3.4 Least Squares

Let’s try to find the line that minimizes the Sum of Squared Residuals by searching over a grid of values for (intercept, slope).

Below is a visual of the sum of squared residuals for a variety of values of the intercept and slope. The surface height is sum of squared residuals for each combination of slope and intercept.

We can see there is valley where the minimum must be. Let’s visualize this in a slightly different way. We’ll encode the surface height as color (white is lowest).

The large values of the sum of squared residuals are dominating this image, so let’s change the color scheme to see more variation in smaller values (white is lowest).

We can limit our search to \(\beta_0 \in (-10,10)\) and \(\beta_1 \in (2,3)\).

beta0 <- seq(-10, 10, by = 0.05)
beta1 <- seq(2, 3, by = 0.05)
b <- expand.grid(beta0,beta1)
ss <- apply(b,1,f)

b[ss == min(ss),]
##      Var1 Var2
## 6142 -3.7 2.75

We have the minimum point. Over the grid of pairs of values, the minimum sum of squared residuals happens when the intercept is -3.7 and the slope is 2.75.

(Optional) Alternative ways (faster than exhaustive search) to find the minimum sum of squared residuals:

  • We could try a numerical optimization algorithm such as steepest descent.
  • We could use multivariable calculus (find partial derivatives, set equal to 0, and solve).

To get started on the calculus, solve the following two equations for the two unknowns (\(\beta_0\) and \(\beta_1\)):

\[\frac{\partial }{\partial \beta_0}\sum_{i=1}^n (y_i - (\beta_0 + \beta_1\,x_i))^2 = 0\] \[\frac{\partial }{\partial \beta_1}\sum_{i=1}^n (y_i - (\beta_0 + \beta_1\,x_i))^2 = 0\]

If you are a math/stat/physics/cs major, you should try this by hand and see if you can get the solutions below.

If you find the minimum using calculus (super useful class!), you’ll find that we can write the Least Squares solution in an equation format as functions of summary statistics (!), the estimated slope is

\[ \hat{\beta}_1 = r\frac{s_y}{s_x}\]

and the estimated intercept is

\[ \hat{\beta}_0 = \bar{y} - \hat{\beta}_1\bar{x} \]

where \(\bar{x}\) is the mean of the variable on the x-axis, \(\bar{y}\) is the mean of the variable on the y-axis, \(s_x\) is the standard deviation of the variable on the x-axis, \(s_y\) is the standard deviation of the variable on the y-axis, and \(r\) is the correlation coefficient between the two variables.
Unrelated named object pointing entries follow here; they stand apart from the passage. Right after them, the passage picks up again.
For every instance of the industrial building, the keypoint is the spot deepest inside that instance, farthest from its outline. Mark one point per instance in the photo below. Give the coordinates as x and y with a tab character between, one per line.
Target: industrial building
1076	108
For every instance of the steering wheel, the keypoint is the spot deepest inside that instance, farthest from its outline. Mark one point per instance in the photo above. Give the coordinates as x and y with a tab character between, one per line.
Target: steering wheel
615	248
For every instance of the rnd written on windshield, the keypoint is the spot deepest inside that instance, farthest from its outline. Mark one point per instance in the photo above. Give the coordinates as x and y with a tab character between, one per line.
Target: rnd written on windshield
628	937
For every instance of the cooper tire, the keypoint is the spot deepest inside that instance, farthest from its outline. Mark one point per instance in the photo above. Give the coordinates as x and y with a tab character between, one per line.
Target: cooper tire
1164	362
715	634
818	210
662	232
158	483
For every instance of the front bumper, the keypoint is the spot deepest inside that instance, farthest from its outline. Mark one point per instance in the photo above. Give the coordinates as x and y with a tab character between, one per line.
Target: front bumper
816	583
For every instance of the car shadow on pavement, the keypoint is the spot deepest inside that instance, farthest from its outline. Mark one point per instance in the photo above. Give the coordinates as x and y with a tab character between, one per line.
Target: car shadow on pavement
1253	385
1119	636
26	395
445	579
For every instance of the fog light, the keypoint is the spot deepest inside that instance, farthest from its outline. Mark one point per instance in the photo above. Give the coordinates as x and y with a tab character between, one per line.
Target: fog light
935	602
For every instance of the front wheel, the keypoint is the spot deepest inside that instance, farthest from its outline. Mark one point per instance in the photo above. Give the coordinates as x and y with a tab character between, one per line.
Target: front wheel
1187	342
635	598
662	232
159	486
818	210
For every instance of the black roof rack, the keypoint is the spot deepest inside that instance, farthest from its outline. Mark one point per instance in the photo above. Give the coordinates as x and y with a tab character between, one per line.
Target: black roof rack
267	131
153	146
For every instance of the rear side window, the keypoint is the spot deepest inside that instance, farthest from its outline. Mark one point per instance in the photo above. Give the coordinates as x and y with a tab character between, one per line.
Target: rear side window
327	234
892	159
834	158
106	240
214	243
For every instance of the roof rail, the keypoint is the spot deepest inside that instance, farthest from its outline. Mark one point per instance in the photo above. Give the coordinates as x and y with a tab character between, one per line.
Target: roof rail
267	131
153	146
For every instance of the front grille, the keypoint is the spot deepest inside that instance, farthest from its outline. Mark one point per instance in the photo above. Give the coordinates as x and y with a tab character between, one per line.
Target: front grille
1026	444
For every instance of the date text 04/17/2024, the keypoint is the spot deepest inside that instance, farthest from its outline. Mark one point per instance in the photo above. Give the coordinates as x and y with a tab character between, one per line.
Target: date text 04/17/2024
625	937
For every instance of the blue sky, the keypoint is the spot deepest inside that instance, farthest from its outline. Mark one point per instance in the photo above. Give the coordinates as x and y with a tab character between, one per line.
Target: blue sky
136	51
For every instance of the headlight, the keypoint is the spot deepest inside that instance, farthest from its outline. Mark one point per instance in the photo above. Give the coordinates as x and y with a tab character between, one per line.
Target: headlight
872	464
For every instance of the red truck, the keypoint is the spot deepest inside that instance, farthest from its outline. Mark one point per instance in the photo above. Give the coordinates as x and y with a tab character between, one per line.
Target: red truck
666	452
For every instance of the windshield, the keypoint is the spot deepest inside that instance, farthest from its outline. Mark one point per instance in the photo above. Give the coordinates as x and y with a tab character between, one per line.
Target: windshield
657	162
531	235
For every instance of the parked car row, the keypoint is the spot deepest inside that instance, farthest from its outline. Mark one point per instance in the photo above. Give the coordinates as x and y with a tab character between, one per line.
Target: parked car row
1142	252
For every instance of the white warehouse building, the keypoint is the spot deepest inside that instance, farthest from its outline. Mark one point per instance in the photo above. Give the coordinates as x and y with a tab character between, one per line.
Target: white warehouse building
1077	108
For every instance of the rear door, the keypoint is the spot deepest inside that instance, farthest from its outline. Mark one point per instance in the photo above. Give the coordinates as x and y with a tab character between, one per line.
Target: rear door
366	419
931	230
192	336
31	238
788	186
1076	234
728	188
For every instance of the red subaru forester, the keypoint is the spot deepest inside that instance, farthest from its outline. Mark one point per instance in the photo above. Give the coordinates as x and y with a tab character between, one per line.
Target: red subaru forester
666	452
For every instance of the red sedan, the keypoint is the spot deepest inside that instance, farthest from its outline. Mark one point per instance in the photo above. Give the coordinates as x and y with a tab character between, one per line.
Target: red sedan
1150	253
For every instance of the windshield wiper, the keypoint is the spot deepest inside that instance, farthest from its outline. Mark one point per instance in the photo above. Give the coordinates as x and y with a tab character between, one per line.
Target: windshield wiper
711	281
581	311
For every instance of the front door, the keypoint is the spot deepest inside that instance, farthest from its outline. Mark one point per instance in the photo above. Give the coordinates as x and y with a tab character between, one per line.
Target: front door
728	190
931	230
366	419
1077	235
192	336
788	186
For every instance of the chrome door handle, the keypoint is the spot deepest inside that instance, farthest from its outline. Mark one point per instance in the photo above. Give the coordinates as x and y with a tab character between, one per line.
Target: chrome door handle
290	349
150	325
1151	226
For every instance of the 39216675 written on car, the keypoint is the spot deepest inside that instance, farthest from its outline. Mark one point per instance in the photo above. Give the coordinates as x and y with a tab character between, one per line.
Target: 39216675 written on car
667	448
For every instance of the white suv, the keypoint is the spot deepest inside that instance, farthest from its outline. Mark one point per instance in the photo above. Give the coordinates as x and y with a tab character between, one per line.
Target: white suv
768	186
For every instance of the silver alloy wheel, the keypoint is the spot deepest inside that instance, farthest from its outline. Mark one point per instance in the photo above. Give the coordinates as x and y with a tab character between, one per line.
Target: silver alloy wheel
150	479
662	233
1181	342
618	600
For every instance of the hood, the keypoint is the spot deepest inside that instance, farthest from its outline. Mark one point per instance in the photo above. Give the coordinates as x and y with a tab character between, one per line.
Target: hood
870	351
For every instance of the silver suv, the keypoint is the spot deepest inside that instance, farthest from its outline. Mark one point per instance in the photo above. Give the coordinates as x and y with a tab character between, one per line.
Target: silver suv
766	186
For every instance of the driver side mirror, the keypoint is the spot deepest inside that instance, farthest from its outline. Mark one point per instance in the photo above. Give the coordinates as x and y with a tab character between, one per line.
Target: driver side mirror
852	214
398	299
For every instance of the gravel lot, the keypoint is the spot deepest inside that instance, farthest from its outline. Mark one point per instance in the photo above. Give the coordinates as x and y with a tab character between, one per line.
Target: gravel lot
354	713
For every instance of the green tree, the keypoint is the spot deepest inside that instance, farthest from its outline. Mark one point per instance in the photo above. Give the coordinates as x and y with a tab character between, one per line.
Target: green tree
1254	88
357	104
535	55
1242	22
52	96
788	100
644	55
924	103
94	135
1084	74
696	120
Let’s do that calculation “by hand” first in R.

body %>%
    summarize(
      sy = sd(Chest), 
      sx = sd(Neck), 
      r = cor(Chest,Neck), 
      ybar = mean(Chest), 
      xbar = mean(Neck)) %>%
    mutate(
      beta1 = r*sy/sx, 
      beta0 = ybar - beta1*xbar) %>%
    select(beta0, beta1)
##       beta0    beta1
## 1 -3.188483 2.736883

Wow. That was quite a bit of coding. From now on, we’ll take the shortcut and use the lm() function which stands for linear model. This function gives us the least squares solution to the “best” fitting line, as defined by minimizing the sum of squared residuals.

body %>% with(lm(Chest ~ Neck)) # When you see ~, think "as a function of"
## 
## Call:
## lm(formula = Chest ~ Neck)
## 
## Coefficients:
## (Intercept)         Neck  
##      -3.188        2.737
#or you can use the following code:
#lm(Chest ~ Neck, data = body)